The Sage Grouse Initiative, funded by the U.S. Department of Agriculture’s Natural Resources Conservation Service, formed in 2010 as a partnership of ranchers, agencies, universities and nonprofit groups working together with a shared vision of achieving wildlife conservation through sustainable ranching.

The Rusch Scholarship is awarded annually by The Wildlife Society to a graduate student studying any aspect of upland game bird or waterfowl biology and management. Olsen has been working on research supported by the Sage Grouse Initiative since he enrolled at OSU in the winter of 2015.

Olsen’s research at OSU focuses on the effect of western juniper on greater sage-grouse demographics and movements. Conifer encroachment is considered a threat to sage-grouse populations and wide spread removal of conifers, including western juniper, has become a common conservation practice across much of sage-grouse range. Olsen is documenting the response of sage-grouse to landscape-scale conifer removal near Lakeview, Oregon. So far, around 30,000 acres have been cut at his study site since 2012.

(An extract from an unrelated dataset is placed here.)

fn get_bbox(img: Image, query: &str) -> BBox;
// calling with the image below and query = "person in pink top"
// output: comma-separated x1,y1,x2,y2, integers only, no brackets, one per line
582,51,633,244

He ties his passion for sage-grouse conservation efforts back to hunting trips with his father in Montana. He was 6 years old.

“I can remember tagging along with my father and watching him hunt for sage-grouse in the middle of the day when he took a break from antelope hunting,” Olsen said. “When I got into high school, sage-grouse conservation became a big issue and it piqued my interest even more.”

Sage-grouse are interesting study subjects, Olsen said, because they live longer than most game birds, generally six to eight years. Their longevity and low productivity make them more sensitive to hunting than other game birds, he said.